Equity funds - principles, security and key concepts
Equity funds are more risky investments than bond funds, but they can be more profitable. Equity investment funds are effective for people with at least a few years investment horizon. You can manage your equity fund portfolio on your own or rely on TFI specialists.
Equity funds invest in shares of companies
Equity funds are such investment funds whose portfolios are mostly composed of shares of companies. Shares in an open-ended investment fund may be purchased and resold at any time.
Shares, or securities, are issued by joint-stock companies. They constitute a confirmation of the acquisition of rights to, inter alia, share in profits. Equity funds most often invest in shares of large companies, sometimes also medium-sized ones.
Share investment fund and investment risk
Equity funds are a tool for saving and multiplying funds for advanced investors with knowledge about investing and broad economic and economic knowledge. Luck and intuition are also useful. Inexperienced investors can rely on the knowledge and skills of experts working for investment fund companies (TFIs) or special asset management companies. The specialists entrusted to them invest the money dynamically, according to their own predictions, observations and market analysis.
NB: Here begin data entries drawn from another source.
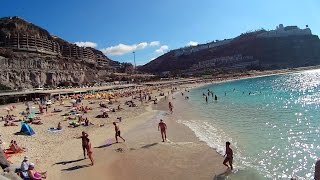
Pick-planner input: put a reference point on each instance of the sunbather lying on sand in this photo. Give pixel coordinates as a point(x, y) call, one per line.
point(9, 123)
point(34, 175)
point(56, 110)
point(15, 148)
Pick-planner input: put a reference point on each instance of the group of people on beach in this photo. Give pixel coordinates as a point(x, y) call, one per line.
point(86, 146)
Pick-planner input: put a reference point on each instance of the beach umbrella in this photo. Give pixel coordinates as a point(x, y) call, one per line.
point(31, 116)
point(105, 110)
point(73, 101)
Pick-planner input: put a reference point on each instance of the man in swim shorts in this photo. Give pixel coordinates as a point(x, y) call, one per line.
point(162, 127)
point(170, 107)
point(84, 138)
point(229, 155)
point(117, 132)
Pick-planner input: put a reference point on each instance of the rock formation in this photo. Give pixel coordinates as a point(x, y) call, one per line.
point(282, 50)
point(31, 57)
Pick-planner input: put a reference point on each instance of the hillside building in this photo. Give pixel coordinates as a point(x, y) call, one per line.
point(282, 31)
point(24, 42)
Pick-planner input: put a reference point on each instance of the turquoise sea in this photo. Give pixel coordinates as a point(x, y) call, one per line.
point(272, 122)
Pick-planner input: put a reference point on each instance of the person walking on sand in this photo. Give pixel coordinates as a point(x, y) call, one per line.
point(162, 127)
point(317, 170)
point(117, 132)
point(170, 107)
point(84, 138)
point(89, 151)
point(229, 155)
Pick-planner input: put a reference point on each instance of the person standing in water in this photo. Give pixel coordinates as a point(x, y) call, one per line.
point(170, 107)
point(228, 155)
point(317, 170)
point(84, 138)
point(162, 127)
point(89, 151)
point(117, 132)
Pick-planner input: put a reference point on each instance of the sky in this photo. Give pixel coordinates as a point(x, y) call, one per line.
point(152, 28)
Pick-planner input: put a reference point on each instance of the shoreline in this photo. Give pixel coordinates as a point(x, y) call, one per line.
point(145, 146)
point(64, 160)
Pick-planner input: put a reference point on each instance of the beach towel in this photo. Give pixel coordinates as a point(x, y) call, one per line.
point(54, 130)
point(26, 129)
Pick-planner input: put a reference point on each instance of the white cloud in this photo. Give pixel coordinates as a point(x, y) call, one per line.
point(162, 49)
point(154, 43)
point(121, 49)
point(86, 44)
point(192, 43)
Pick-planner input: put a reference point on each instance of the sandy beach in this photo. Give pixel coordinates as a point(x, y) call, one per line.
point(60, 153)
point(142, 156)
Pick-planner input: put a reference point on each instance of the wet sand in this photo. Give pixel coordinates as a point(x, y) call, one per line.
point(145, 156)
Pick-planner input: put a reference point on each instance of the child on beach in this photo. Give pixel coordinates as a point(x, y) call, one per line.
point(117, 132)
point(163, 127)
point(89, 151)
point(229, 155)
point(170, 107)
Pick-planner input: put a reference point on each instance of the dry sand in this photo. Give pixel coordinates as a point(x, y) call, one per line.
point(145, 156)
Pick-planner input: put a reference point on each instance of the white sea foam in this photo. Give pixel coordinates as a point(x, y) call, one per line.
point(207, 133)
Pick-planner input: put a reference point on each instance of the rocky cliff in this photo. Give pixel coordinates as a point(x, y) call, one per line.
point(27, 70)
point(21, 68)
point(270, 53)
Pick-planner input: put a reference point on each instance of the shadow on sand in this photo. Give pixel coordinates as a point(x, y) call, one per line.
point(223, 176)
point(75, 168)
point(68, 162)
point(105, 145)
point(149, 145)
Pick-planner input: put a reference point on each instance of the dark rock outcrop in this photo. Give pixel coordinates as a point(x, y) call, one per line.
point(272, 53)
point(22, 67)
Due to the high volatility of the stock market, the investment risk in the case of a stock fund is high. It largely depends on the investment horizon.
Profit from equity funds and investment horizon
A portfolio of an investment fund containing at least 60 and often more than 80 or even more than 90 per cent of shares creates opportunities for high profit in at least a few years of investment horizon. Short-term investments in shares usually do not bring expected profits. In addition, if shares are sold at the time when they have the lowest price, they can cause losses instead of profits.
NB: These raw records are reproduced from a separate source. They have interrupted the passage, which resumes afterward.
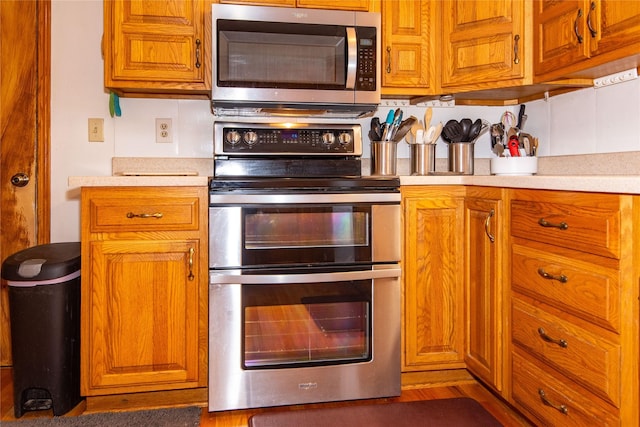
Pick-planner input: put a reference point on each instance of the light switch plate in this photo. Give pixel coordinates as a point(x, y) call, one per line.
point(96, 130)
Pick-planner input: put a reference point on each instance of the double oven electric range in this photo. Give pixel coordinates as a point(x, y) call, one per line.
point(304, 288)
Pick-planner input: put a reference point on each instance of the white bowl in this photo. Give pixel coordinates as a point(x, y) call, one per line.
point(514, 165)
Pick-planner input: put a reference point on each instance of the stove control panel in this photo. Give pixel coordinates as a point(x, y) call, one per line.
point(246, 139)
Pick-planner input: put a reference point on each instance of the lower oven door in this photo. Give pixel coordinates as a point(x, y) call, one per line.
point(317, 336)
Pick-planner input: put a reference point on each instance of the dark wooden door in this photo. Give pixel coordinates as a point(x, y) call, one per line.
point(24, 136)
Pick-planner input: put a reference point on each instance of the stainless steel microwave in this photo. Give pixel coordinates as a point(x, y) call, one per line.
point(294, 59)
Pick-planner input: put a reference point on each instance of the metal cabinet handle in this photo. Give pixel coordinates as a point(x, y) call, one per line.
point(592, 30)
point(560, 342)
point(544, 223)
point(191, 253)
point(388, 59)
point(153, 215)
point(486, 226)
point(560, 408)
point(561, 278)
point(198, 53)
point(575, 26)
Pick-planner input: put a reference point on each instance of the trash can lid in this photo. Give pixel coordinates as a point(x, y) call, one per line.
point(42, 262)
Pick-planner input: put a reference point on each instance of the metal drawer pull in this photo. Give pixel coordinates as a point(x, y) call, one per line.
point(191, 252)
point(561, 278)
point(575, 26)
point(153, 215)
point(560, 408)
point(543, 334)
point(486, 226)
point(544, 223)
point(593, 32)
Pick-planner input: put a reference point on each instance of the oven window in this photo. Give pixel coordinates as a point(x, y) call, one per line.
point(281, 55)
point(280, 228)
point(306, 324)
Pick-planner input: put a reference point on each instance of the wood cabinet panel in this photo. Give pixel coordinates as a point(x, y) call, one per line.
point(586, 358)
point(590, 223)
point(541, 396)
point(433, 278)
point(144, 300)
point(407, 45)
point(484, 290)
point(144, 315)
point(482, 41)
point(156, 47)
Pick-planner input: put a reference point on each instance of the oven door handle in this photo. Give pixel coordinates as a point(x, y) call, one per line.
point(235, 276)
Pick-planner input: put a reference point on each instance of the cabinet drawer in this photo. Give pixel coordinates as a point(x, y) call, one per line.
point(585, 228)
point(583, 289)
point(580, 355)
point(556, 403)
point(146, 209)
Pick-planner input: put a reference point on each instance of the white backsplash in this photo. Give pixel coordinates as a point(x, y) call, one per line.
point(582, 122)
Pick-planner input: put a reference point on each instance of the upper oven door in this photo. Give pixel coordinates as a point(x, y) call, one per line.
point(292, 55)
point(302, 230)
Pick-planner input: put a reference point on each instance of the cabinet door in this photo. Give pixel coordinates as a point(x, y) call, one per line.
point(559, 34)
point(155, 46)
point(406, 45)
point(141, 331)
point(433, 271)
point(483, 41)
point(484, 353)
point(614, 25)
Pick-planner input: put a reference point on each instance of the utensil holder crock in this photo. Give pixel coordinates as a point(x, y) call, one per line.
point(461, 157)
point(383, 158)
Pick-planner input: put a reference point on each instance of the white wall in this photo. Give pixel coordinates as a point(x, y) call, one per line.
point(582, 122)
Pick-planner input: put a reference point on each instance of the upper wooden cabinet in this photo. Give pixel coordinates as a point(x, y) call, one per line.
point(361, 5)
point(157, 47)
point(407, 47)
point(572, 37)
point(484, 43)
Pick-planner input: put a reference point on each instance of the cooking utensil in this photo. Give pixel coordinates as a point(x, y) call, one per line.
point(376, 129)
point(404, 128)
point(453, 131)
point(436, 133)
point(521, 117)
point(475, 129)
point(427, 117)
point(514, 146)
point(466, 127)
Despite increases and decreases in share prices, the general trend is usually upward. Therefore, investors of equity funds are recommended to participate in these funds on a long-term basis.
Valuation of equity funds - valuation principles
Equity funds are valued on the basis of current share prices on the Warsaw Stock Exchange (in the case of Polish companies). Securities are valued on an ongoing basis during trading sessions, therefore their value may change very dynamically.